Once cooked the duck is served for the whole table together with the usual suspects at any Korean meal, the banchan (반찬, side dishes). The heat inside the clay pot makes the skin very crispy, not unlike Peking duck. The texture of the meat is similar to the Southern-style barbecued pork shoulder used in pulled pork sandwiches and it’s surprisingly not as greasy as duck can sometimes be.
The second style of cooking duck is in a soup or casserole called oritang (오리탕, literally “duck soup”). This is quite similar to other Korean soups. Generally, the broth is clear, but it can also be served slightly thickened. Regional preferences play a big role in how it is presented and which spices are added to the broth. Gwangju lays claim to the dish, with an entire street in Buk-gu devoted to oritang restaurants, and the soup is also featured in the Korean drama Jewel in the Palace (대장금). While not technically a health food, duck soup is firmly in the “well-being” camp of Korean dishes.

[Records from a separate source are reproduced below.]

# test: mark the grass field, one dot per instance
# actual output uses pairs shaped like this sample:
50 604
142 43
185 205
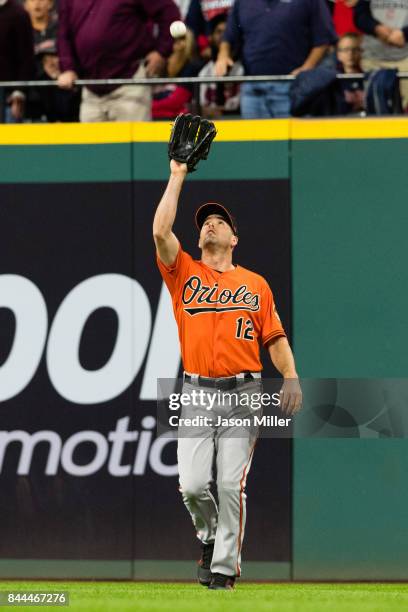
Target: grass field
247 597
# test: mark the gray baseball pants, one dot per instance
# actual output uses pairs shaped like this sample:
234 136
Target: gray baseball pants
232 446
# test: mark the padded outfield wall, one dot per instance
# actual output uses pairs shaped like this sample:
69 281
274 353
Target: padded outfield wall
85 328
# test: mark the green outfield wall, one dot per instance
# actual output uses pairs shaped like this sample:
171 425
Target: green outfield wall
349 299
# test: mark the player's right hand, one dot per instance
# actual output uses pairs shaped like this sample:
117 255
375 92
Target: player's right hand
177 167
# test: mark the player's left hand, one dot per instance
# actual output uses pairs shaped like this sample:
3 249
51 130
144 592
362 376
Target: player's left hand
290 396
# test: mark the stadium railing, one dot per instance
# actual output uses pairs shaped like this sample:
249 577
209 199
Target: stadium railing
195 81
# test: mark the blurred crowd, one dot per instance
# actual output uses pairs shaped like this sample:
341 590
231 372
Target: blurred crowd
313 40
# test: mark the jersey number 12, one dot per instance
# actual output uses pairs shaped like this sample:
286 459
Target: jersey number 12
244 331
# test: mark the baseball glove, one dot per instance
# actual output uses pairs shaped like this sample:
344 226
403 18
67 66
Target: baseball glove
190 140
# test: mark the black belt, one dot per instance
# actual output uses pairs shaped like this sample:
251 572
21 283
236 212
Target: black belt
224 383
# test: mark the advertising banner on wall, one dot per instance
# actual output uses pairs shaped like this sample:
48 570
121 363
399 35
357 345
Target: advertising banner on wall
86 328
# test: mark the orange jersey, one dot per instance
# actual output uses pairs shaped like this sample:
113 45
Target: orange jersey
221 316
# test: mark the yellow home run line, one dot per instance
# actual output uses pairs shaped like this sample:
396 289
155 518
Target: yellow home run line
228 131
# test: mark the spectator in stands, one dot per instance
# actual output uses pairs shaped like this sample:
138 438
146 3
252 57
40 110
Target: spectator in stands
104 39
51 104
385 45
43 21
171 100
217 99
183 6
276 38
351 92
198 19
343 19
16 55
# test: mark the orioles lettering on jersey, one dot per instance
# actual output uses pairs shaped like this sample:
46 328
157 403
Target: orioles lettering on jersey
228 300
221 316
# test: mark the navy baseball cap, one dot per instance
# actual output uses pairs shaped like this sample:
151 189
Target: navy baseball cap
212 208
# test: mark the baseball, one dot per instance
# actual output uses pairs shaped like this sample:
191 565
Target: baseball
178 29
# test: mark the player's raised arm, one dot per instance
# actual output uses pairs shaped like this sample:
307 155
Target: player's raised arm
164 238
190 141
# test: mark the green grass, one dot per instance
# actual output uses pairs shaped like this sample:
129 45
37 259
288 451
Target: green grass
247 597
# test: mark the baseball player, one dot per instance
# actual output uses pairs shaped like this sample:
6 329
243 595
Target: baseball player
222 311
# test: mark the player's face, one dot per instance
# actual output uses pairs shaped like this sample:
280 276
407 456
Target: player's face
216 232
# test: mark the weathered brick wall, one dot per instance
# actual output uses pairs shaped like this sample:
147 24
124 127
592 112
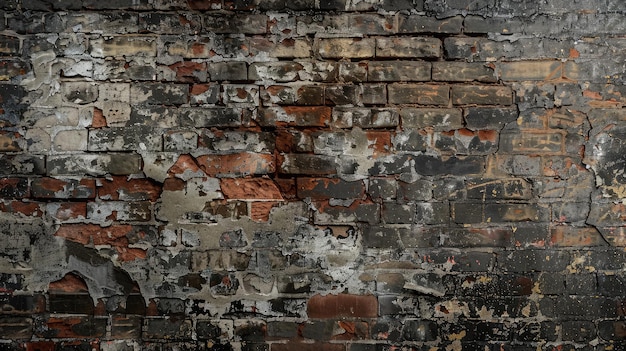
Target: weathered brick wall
343 175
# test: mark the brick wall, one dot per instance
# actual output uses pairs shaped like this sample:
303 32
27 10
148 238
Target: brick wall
343 175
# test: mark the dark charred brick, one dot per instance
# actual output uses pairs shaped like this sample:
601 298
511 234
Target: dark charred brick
580 284
415 330
489 117
72 327
168 328
535 260
578 331
551 283
611 285
14 188
323 188
71 303
224 283
398 213
612 330
16 328
251 331
432 166
534 331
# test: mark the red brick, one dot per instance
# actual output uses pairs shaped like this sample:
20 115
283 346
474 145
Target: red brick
342 305
52 188
250 189
122 188
481 95
245 163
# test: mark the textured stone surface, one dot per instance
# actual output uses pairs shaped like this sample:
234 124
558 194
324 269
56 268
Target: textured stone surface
345 175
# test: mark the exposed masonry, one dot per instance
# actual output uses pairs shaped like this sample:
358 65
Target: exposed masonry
342 175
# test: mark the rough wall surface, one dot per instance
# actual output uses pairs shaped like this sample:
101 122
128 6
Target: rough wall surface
342 175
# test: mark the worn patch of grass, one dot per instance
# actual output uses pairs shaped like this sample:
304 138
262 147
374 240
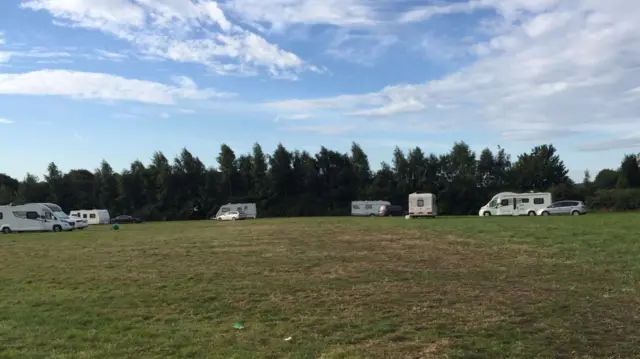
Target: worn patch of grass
544 287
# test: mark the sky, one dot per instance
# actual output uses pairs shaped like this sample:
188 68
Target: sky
86 80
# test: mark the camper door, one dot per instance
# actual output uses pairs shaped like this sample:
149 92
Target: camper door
506 206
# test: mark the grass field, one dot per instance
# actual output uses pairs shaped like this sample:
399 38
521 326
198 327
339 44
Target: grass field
544 287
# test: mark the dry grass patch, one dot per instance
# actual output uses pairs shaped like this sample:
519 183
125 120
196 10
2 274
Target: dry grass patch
341 288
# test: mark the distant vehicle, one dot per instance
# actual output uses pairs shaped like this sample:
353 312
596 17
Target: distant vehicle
231 216
248 209
125 219
516 204
564 208
93 216
79 223
33 217
367 208
390 210
422 205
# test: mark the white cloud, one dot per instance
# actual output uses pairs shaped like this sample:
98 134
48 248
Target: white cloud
566 67
87 85
177 30
280 14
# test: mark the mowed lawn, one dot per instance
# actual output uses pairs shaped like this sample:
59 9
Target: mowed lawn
543 287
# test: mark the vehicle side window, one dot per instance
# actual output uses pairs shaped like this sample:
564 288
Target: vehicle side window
32 215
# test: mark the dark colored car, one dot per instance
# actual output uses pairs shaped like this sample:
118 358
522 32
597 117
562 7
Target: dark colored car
391 210
125 219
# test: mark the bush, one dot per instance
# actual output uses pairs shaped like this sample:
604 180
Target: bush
615 200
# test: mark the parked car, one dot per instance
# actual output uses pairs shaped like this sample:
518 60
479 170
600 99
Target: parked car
125 219
79 222
231 216
573 208
391 210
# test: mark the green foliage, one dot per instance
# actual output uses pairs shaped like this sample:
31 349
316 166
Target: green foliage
297 183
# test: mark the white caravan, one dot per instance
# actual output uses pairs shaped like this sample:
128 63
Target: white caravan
422 205
367 208
33 217
249 209
516 204
93 216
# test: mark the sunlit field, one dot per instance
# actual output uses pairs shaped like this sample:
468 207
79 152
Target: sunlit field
542 287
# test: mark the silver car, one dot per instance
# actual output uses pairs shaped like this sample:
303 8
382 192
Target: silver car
564 208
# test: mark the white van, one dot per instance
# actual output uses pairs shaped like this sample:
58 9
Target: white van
516 204
367 208
93 216
248 209
33 217
422 205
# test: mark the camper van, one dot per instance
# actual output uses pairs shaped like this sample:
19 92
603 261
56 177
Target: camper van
367 208
422 205
34 217
93 216
248 209
516 204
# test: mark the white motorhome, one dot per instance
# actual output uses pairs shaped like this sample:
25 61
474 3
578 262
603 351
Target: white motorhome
422 205
33 217
367 208
249 209
93 216
516 204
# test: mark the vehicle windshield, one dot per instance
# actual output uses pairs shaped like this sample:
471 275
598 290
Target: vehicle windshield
60 215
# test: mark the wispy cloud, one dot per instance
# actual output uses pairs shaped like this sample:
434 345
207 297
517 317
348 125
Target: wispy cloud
180 31
85 85
563 65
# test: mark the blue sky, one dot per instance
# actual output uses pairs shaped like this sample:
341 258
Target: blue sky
118 79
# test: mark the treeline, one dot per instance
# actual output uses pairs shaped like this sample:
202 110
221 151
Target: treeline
297 183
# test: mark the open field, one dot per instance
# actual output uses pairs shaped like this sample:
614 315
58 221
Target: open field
544 287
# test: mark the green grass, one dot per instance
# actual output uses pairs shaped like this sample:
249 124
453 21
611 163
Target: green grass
544 287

Finally is my favorite: hunje ori (훈제오리, smoked duck). I had this first at an outdoor Korean cultural festival in Yangjae and have been a fan ever since. We cook it a lot here at the hotel and the smell alone will draw me from wherever I am to find it. It’s best when served hot right out of the oven just like in supermarkets where you will see the entire duck being cut up and packaged. I have even had bossam (보쌈, boiled pork) prepared with smoked duck. In this interesting dish, the pork is more roasted than boiled as in regular bossam. It goes especially well with crunchy cucumber and lettuce.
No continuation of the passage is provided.